First things first, gather all the materials for your DIY Solar Pool Heater Black Hose. First, material is a 4×8 sheet of treated plywood for use outdoors. You want to pick this up from a local hardware store, the rest of the supplies can be purchased online for convenience. You will also need black hose, we chose Rain Bird irrigation hose at 500 feet length. A pack of 150 zip ties. We drilled through the board and used zip ties to hold the hose to the board, you can see how we did it in the time lapse video below.
Now managing hose of this length is no joke. You’re going to want to be careful not to get it all twisted and kinked and tangled. Trust me this takes concentration. We began on the outside of the plywood and followed the edges keeping the turns as tight as possible. There was no rhyme or reason to our placement of the cup ties and their corresponding drill holes. You’ll have to make that call as you see how things go. One to two zip ties on the short sides and 2 to 4 on the long sides seemed sufficient.

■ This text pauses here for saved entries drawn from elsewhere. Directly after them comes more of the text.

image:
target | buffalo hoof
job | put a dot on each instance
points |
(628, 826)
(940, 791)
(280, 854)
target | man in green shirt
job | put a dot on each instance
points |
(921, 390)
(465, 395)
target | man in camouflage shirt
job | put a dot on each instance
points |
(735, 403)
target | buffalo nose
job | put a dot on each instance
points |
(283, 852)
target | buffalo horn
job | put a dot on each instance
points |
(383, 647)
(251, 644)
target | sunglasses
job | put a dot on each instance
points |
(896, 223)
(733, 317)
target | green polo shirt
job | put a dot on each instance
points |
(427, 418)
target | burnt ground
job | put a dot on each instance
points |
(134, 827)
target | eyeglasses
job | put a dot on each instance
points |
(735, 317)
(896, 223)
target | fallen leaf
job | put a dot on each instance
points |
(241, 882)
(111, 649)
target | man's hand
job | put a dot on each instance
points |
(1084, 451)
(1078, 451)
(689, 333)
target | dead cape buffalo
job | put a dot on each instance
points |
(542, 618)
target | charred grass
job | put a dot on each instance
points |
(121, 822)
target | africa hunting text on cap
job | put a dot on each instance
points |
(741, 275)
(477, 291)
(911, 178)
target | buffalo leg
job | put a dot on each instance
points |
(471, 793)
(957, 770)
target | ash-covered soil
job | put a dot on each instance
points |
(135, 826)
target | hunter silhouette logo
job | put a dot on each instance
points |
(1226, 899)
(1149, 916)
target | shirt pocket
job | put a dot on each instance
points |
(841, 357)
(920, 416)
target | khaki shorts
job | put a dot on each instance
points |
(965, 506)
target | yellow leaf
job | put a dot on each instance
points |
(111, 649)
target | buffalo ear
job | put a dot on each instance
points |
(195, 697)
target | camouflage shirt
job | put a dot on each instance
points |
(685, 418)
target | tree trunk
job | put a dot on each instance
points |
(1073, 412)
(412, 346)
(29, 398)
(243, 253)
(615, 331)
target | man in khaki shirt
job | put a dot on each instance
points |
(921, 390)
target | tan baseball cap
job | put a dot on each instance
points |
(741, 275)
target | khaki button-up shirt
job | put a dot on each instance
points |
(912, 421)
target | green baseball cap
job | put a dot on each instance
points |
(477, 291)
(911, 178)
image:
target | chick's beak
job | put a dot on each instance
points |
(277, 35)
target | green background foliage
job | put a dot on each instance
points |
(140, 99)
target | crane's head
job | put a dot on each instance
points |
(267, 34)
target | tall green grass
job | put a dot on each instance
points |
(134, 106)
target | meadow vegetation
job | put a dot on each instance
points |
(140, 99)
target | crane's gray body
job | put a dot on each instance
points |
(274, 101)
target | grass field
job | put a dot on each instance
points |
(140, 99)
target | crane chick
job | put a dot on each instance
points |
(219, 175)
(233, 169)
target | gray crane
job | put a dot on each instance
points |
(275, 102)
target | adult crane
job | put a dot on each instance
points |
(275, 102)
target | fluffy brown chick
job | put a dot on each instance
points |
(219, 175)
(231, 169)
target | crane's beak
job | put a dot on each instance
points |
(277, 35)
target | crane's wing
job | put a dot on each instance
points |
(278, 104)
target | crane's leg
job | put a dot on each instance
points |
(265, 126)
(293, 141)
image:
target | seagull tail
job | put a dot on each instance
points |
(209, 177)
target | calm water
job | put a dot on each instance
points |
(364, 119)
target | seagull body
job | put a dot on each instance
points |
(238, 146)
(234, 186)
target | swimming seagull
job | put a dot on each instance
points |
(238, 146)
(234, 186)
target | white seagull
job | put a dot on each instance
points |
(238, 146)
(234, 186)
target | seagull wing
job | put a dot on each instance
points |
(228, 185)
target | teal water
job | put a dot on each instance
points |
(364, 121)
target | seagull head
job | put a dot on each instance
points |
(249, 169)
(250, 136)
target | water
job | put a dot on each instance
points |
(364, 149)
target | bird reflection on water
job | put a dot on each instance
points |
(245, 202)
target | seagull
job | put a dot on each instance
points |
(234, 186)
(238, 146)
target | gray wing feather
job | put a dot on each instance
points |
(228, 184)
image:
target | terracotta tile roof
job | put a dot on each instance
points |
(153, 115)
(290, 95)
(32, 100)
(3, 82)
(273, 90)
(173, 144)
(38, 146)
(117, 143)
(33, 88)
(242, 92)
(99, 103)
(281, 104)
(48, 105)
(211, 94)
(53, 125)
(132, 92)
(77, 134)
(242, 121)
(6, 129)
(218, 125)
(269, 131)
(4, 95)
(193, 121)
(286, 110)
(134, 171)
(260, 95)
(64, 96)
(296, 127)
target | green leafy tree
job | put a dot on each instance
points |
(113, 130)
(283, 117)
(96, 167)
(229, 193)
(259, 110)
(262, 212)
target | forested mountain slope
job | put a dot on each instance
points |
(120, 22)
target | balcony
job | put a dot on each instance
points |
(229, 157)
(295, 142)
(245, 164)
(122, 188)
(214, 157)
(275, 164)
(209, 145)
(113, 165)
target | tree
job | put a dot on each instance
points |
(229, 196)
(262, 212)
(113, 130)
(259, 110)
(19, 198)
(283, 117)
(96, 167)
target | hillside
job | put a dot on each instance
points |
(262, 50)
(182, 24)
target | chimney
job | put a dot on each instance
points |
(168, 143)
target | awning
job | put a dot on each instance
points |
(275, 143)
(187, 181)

We were pretty contentious about laying out our black hose pretty cleanly so it took a total of about 8 hours over the course of two weekend mornings to complete it.
Complete DIY Solar Pool Heater Black Hose
We got it finished and drilled a large hole the diameter of the black hose through the center and ran the hose out the back as you can see in the completed images. It made it easier to deal with. We ran the intake portion over to the jet return to the pool and stuck it in there. The exit hose was ran to spill in the pool. The water took about 4 minutes to make it through the 500 feet of hose and when it came out it was warm!! Slowing the flow down by kinking the exit hose was how we controlled the heat. We got it to the point where it was coming out slowly but quite hot.
After a while, using the pool pumps jet return to power it turned out not to work so well. If you tap in to the PVC lines that carry that water Im sure it would work really well but we didn’t want to disturb the pool’s pipes. You can use your own discretion on that part. We needed up getting a cheap 24v variable speed pump to send the water through it. The only reason I chose 24v is because I already had a 24v power supply hanging around unused. You can pick any pump you like. If you come up with a better way, please let us know in the comments, we’re all ears!
All in all, we had a lot of fun and it was an inexpensive project that helped us get the pool up to swimming temperature faster than the neighbors.